Image Credit: Carol M. Highsmith Archive, Library of Congress Prints & Photographs Online Catalog; inset quarter image courtesy of the U.S. Mint.
As part of its plans to commemorate the 75th anniversary of WWII, the U.S. Mint will release five West Point-minted "America the Beautiful" quarter dollars in 2020. Each coin will feature an obverse privy mark showing "V75" within a multi-sided cartouche. The first 2020-W quarter dollars with these markings will be the Weir Farm National Historic Site coins. According to Todd Martin, the U.S. Mint’s acting director for corporate communications, these coins will be released on April 6, 2020. The U.S. Mint has also announced a gold coin, as well as bronze and silver medals, will be offered for sale to celebrate the anniversary.
These quarter dollars are a welcome honor that highlight a significant anniversary for the end of WWII, likely one of the last major anniversary dates for which survivors and veterans of the war will be around to tell their stories. Last month I met a real hero from World War II, Gene Metcalfe, who was left for dead in the Battle of Market Garden in September 1944, enduring pain from his injuries and mistreatment in a prisoner of war camp and returning to his surprised and thankful family after the war. He is now 97 and still sharp. The story of his life is told in a new book by Marcus Nannini called, "Left for Dead at Nijmegen."
There were heroes at home, too. My mother was one. As a schoolteacher, not yet married, she played a leading role in organizing “lard drives” in Rapides Parish (county), La. Excess fat from cooking could be used as a key ingredient in explosives. Fats can be used to make glycerin, which can be turned into nitroglycerin, an explosive, so the War Production Board created what they called the American Fat Salvage Committee to encourage housewives to save their fat and lard and donate it to the war effort.
There was a great public-relations effort to get housewives to save their bacon fat (or fat from any cooked meat) or lard and donate it to the government. Disney Studios even used Minnie Mouse to encourage this effort. In one film, the announcer said: “A skillet of bacon grease is a little munitions factory. Every year, two billion pounds of waste kitchen fats are thrown away–enough glycerin for 10 billion rapid-fire cannon shells. Making a roast? Don’t throw out those lovely puddles of grease drippings–save them for our boys on the front line.”
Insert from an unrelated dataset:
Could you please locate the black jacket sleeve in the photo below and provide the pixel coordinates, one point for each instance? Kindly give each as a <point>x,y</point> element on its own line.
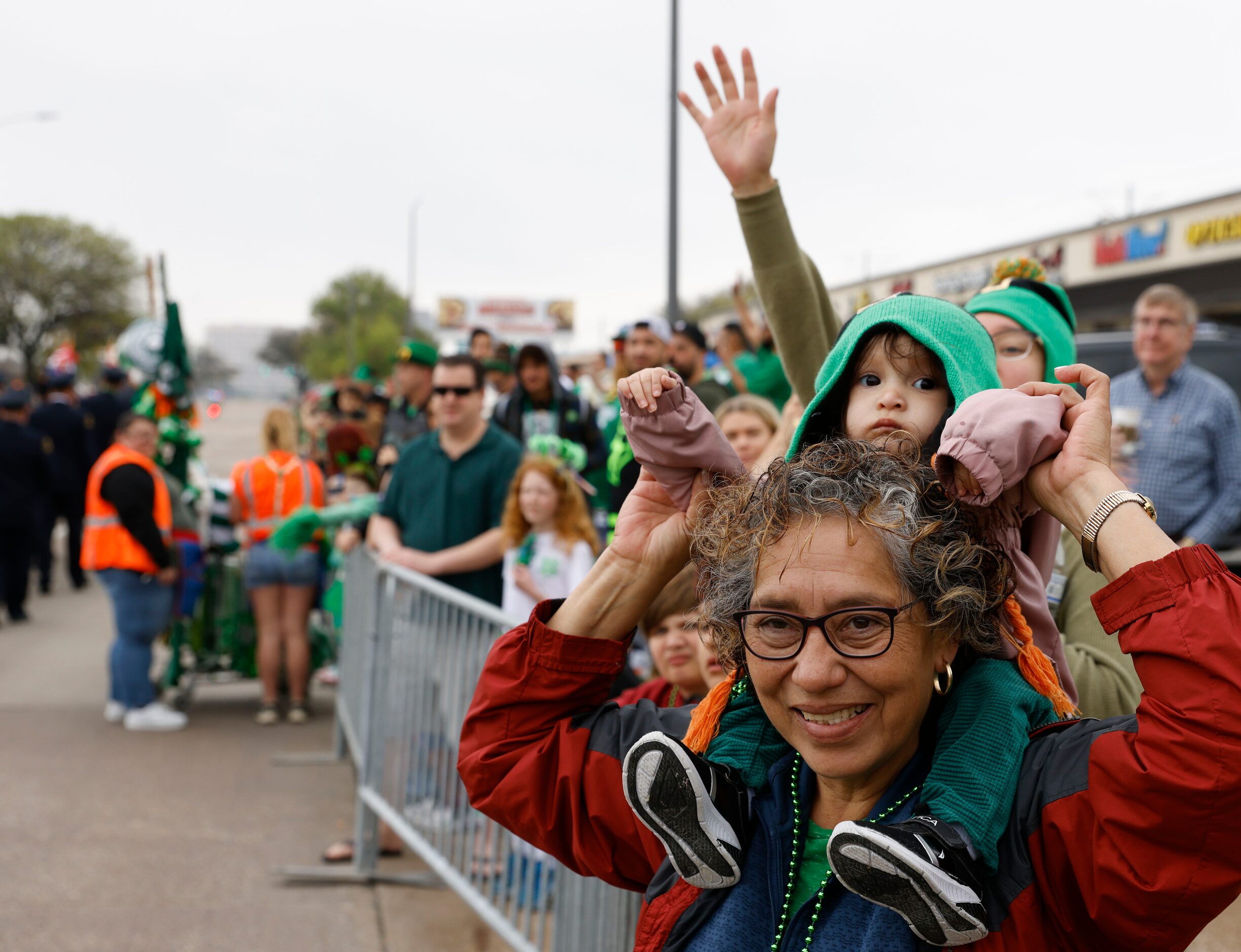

Typical slogans in this grease-saving program included these: “One tablespoon of kitchen grease fires five bullets,” or “One pound of kitchen fats makes enough dynamite to blow up a bridge.”
Not every household got the message, so my mother organized the mothers of the children in her school to save their cooking grease and donate it as a unit, so in June 1943, mom received a letter from Basil B. Cobb, executive secretary for the War Production Board in Louisiana, commending her for her leadership in the collection of 8,450 pounds of grease by schoolchildren in their parish (county).
During World War II, almost every key commodity became scarce and had to be recycled or rationed. Rubber was particularly scarce, so you couldn’t buy regular tires, and most old tires were recycled for military use. If it were not for the rapid invention of synthetic rubber, our Jeeps, planes and tanks could not have been mass produced as they were. American patriotism and creativity made victory possible.
When it comes to our coins, there was a military angle, too. The copper used for the Lincoln penny was too valuable to “waste” when it was needed for use in shell casings, anti-aircraft ammunition and copper wire, so the Mint stopped making copper pennies in 1943. The U.S. Mint produced nearly 1.1 billion cents made of pale-gray, zinc-coated steel in 1943, diverting 3,500 tons of copper to the war effort.
Likewise, the nickel in the wartime “nickel” (5-cent piece) was too valuable, so the Nickel became 56% copper, 35% silver and 9% manganese – with no nickel. Oddly, silver is more precious than nickel, so these coins later became valuable for their “melt” content, but they looked terrible due to the corrosion caused by the manganese alloy. I used to buy these “dirty” nickels for face value at banks in the 1960s and sell them to dealers for 8 cents for movie money!
In 1944, the Treasury abandoned its experiment with steel cents, since they were so ugly. From 1944 to 1946, they minted cents from the brass in salvaged old cartridge cases. The Mint resumed the pre-war copper penny in 1947, but World War II was a time that brought America together through conservation. This is yet another example of why collectors consider money history in your hands.